The World Passport is an alleged travel document issued by a non-governmental entity called the World Service Authority (WSA), which is the administrative arm of the World Government of World Citizens, to persons who are, in theory, advocates of free global travel and world government. It is one of several official-looking documents issued to people who either perceive statelessness as a desirable condition (but in practice find it to be a huge bother) or to people who have exhausted just about every other way of persuading people of the legitimacy of their person or intentions. The World Passport is generally issued to people who are either deceived or trying to deceive someone and wouldn't qualify for a Nansen Passport even if those still existed.

The idea of global government and/or documentation may be a bit older but this incarnation of global bureaucracy was invented by the WSA founder, the late Mr. Garry Davis, in 1954. This fellow also gave out "honorary" passports to assorted world leaders and celebrities. So he himself held passport number one and none other than the President, or more likely whoever in his entourage was in charge of acquired clutter, held passport number two.

The World Passport is designed to be impressive. It's a bit larger than all but the most imposingly old-fashioned national passports. It uses a startling shade of light turquoise and print similar to what you'd find in an American passport, all of it with more metallic splashes and flourishes.
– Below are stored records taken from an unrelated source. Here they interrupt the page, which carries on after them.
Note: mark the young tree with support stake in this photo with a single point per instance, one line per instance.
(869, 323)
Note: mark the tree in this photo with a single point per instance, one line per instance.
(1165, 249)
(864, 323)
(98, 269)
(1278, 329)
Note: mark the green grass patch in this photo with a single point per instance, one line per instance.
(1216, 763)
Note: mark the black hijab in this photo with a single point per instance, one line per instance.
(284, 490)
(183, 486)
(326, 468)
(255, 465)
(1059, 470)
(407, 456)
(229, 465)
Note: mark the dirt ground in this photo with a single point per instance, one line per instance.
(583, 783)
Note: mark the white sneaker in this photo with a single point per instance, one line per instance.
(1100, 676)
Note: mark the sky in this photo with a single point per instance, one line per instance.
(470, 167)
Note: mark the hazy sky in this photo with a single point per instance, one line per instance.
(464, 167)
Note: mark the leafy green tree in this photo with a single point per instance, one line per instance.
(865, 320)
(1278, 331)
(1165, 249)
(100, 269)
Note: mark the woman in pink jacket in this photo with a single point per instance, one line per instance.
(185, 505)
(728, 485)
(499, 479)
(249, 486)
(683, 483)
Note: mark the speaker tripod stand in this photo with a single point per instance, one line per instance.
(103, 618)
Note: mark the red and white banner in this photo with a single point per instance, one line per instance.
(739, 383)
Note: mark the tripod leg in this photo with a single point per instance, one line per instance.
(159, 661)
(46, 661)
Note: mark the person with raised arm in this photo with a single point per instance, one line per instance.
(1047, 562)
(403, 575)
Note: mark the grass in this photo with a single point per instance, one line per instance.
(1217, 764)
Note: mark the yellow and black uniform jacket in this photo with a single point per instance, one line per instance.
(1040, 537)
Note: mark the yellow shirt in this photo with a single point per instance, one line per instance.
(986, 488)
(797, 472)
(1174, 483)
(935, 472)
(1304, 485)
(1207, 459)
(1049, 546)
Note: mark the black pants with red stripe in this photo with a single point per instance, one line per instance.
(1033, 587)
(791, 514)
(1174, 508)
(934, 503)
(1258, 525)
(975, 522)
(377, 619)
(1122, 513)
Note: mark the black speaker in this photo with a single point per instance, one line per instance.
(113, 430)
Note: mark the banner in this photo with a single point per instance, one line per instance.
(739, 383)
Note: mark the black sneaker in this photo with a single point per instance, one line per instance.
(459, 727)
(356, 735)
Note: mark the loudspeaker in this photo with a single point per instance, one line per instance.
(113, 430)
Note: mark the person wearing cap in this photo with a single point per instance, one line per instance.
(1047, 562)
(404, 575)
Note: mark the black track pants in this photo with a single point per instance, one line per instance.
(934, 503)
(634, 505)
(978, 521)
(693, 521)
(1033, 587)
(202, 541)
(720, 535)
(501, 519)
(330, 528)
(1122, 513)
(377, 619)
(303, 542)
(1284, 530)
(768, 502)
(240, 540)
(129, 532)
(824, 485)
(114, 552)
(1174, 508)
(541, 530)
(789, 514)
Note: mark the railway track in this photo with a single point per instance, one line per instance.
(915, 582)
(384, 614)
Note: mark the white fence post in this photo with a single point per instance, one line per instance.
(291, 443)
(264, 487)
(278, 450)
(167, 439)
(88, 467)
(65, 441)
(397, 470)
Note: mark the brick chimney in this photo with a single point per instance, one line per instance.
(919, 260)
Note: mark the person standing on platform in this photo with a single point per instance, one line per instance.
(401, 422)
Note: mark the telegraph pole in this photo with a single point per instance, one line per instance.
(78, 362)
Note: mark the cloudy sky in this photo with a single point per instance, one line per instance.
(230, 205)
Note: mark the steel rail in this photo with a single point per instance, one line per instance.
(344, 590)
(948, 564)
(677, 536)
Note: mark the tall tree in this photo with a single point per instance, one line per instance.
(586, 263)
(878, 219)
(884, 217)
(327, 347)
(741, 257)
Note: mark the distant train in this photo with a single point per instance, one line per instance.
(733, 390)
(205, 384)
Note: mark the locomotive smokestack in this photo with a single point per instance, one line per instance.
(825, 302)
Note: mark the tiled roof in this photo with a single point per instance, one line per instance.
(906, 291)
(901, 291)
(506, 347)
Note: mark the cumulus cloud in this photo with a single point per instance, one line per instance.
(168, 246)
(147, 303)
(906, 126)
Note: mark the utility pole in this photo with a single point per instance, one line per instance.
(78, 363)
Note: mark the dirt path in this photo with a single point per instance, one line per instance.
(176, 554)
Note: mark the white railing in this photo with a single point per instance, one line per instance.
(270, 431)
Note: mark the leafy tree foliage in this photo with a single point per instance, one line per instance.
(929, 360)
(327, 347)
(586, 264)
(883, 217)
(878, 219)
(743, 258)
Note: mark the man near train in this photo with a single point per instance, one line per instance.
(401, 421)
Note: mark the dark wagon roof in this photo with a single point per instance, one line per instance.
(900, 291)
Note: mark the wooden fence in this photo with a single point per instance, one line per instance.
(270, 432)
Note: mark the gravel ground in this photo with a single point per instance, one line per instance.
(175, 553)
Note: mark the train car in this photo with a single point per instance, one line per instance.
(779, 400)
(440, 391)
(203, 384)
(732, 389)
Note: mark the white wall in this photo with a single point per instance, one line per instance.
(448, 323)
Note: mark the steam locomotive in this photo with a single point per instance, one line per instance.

It was machine-readable quite early on so, until national passports caught up with it, the World Passport looked more official than many real passports, especially if you were dealing with abominations like the British and (ex-)Soviet ones, both of which were issued in chicken-scratch well into the computer age.

The fundamental problem with the World Passport is that it is issued by a non-government entity and you could get one for your dog if you tried. Issuing it in "Washington, D.C." (and for a while from a Shanghai office, you can imagine what the Chinese government thought of that) does not make it the bearer's personal pocket consular officer any more than performing fellatio on a genie will get you a 12-inch pianist. The Esperanto text should have tipped you off.

As borders have tightened across the world and air travel in particular is a bureaucratic chore for all who participate, the World Passport is increasingly likely to get you laughed at or arrested. This has always been an issue. Mr. Davis kept a record of his successful admissions and many arrests during his travels and attempted travels. The Passport's issuers claim a modicum of official recognition, which seems to have come primarily from easily impressed African bureaucrats of the younger post-colonial era.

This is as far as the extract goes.